We see Adam change his tune about women pretty quickly. In Genesis 2:23 he utters a beautiful poem upon the creation of Eve: “This at last is bone of my bones and flesh of my flesh; she shall be called Woman, because she was taken out of Man.” But by Genesis 3:12, as soon as he is confronted for his sin of eating fruit from the forbidden tree, he passes the buck: “The woman whom you gave to be with me, she gave me fruit of the tree, and I ate.”

It’s as if he is saying, “Lord, why did you give me this woman? I could have done better without her.” And let’s face it — even today men may be no closer to figuring out women. I think of Billy Joel’s song “She’s Always A Woman” and concur that we are complicated. But it seems all of us are a bit confused about gender distinctiveness and roles these days. What makes a woman a woman and a man a man? Are we to emphasize our differences or pretend like we are all the same?

While society is trying to figure out if gender is a biological trait or something we feel from within, the church is also struggling with the purpose of our design. We have all kinds of resources now for so-called biblical womanhood and biblical manhood. Some of it is helpful, and yet some of it adds to the frustration. Many women feel sidelined, left to contribute in the nursery, children’s classes, and the nebulous world of women’s ministries.

Also, many feel like they do not fit into the box that’s promoted as “biblical womanhood.” Single women feel left out because women’s roles tend to focus heavily on being a wife and mother. Women who are athletic, business oriented, or who don’t like crafts and casseroles may not feel like they are feminine enough according to their church’s culture. And what if a woman wants to talk theology outside of the “pink” verses in Scripture? It’s easy to generalize the differences between men and women, and then reduce our roles to stereotypes. We should be careful not to attach mere cultural ideas to womanhood.
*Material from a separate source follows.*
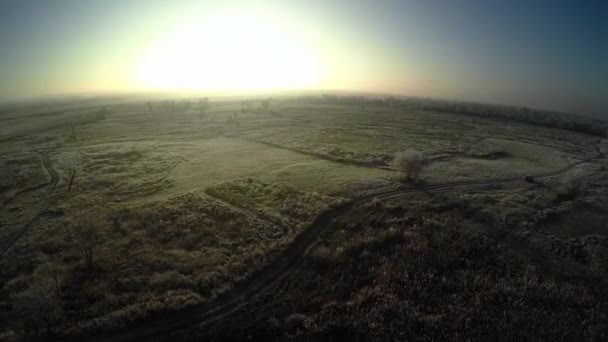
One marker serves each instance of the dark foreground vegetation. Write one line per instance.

And yet, there are real differences between men and women, both biologically and in some of our roles. A man cannot be a daughter or a sister. God created male and female, and it was very good. But sometimes we are left wondering with Adam: “Why did you give me this woman?” Even women are asking, what is our role in the church? How can our differences truly complement according to God’s design? And are we really that different, after all?

Designed for What?

We know the godly answer to why woman was created. It’s right there in Scripture: “So God created man in his own image, in the image of God he created him; male and female he created them” (Genesis 1:27). Together, men and women make up the image of God.

This is profound. Adam and Eve are not given two different missions. They are both responsible to carry out the cultural mandate (Genesis 1:26). They are to expand the garden-temple of Eden, thereby expanding God’s presence throughout the earth.

And yet, men and women are not androgynous beings. We get another angle to God’s design in creation in Genesis 2: “Then the Lord God said, ‘It is not good that man should be alone; I will make him a helper fit for him’” (v. 18). Unfortunately, this verse has lost some of its helpfulness with the English translation and our own cultural context. When I hear the word helper, I immediately think of the jobs we give our children to make them feel like they are contributing, while distracting and preventing them from getting hurt doing the real work. We’ll tell the little ones to pick up the sticks in the yard, but we aren’t going to turn them loose on the mower. They can wear an apron, fetch some ingredients, and even give them a stir, but we aren’t going to let them use the sharp knives or retrieve the dish from the hot oven.

The Hebrew word ezer is far more meaningful than our interpretation, helper. It is a word used throughout the Old Testament, mostly in a military context, referring to God’s rescue and salvation for Israel. Author John McKinley proposes that “necessary ally” is a better interpretation of ezer, one that takes note of the analogy God shows us in Scripture. This also moves us away from the inferior connotations of “helper” while biblically upholding the value of the woman in her relationship with man. In his work “Necessary Allies: God as Ezer, Woman as Ezer,” McKinley notes:

The issue in ezer is neither equality nor subordination, but distinction and relatedness. She is to be for the man as an ally to benefit him in the work they were given to do.